Kolejna dobra wiadomość, Jakub Łukowski, po wielomiesięcznej nieobecności spowodowanej zerwaniem więzadeł, może wracać do gry. – Po wczorajszej rozmowie ze sztabem medycznym i Kubą, jest zielone światło, żeby powalczył on o meczową dwudziestkę. Nie będzie mu łatwo, bo mamy sporo osób, które chcą się w tym składzie znaleźć. Wybór dwudziestki będzie kłopotem, ponieważ jest sporo osób, które po prostu chcą. Jutro podejmę decyzję, kto zostanie. Niemniej jednak Kuba jest do mojej dyspozycji. Zobaczymy, jak będzie prezentował się jutro na treningu. Szansę dostaną ci, którzy są gotowi na sto procent i ci mający świadomość tego, w jakim miejscu jesteśmy – podkreśla Kuzera.

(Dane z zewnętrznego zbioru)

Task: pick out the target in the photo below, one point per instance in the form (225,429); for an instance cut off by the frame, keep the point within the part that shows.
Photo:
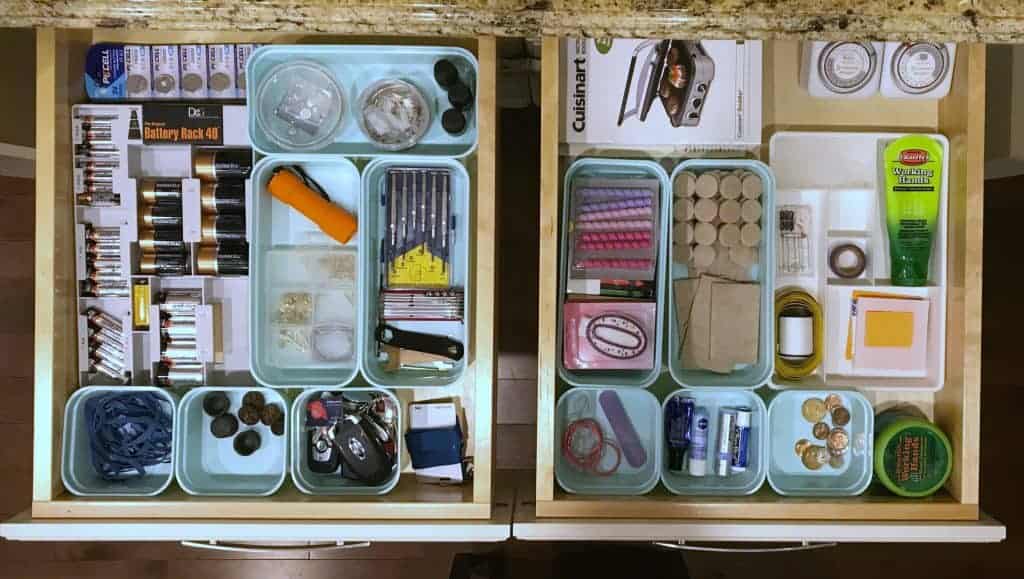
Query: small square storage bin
(312,483)
(733,204)
(609,174)
(442,334)
(304,286)
(737,482)
(310,97)
(78,468)
(211,466)
(794,420)
(599,453)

Nie można wykluczyć, że w składzie zamelduje się Fredrik Krogstad, który od dwóch dni jest piłkarzem Korony Kielce. – Jeśli wszystkie procedury związane z uprawnieniem go do gry zostaną dopięte, to jest z nami. Zdajemy sobie sprawę z tego, że troszkę nie grał. Widzę go w treningu, nie jest ostatni. Coś tam potrafi, musi mocno walczyć, by dostać jakiekolwiek minuty. To nie jest moment, żeby eksperymentować. Tym bardziej, że wrócili do gry ludzie sprawdzeni, mający coś do udowodnienia i którzy przede wszystkim od samego początku wspólnie ze mną podjęli tę drogę, na pewne rzeczy się pisali i dziś musimy to dźwignąć.
Sobotnie spotkanie Korony Kielce ze Stalą Mielec rozpocznie się o godzinie 15.00. Do starcia dojdzie na Suzuki Arenie w stolicy województwa świętokrzyskiego.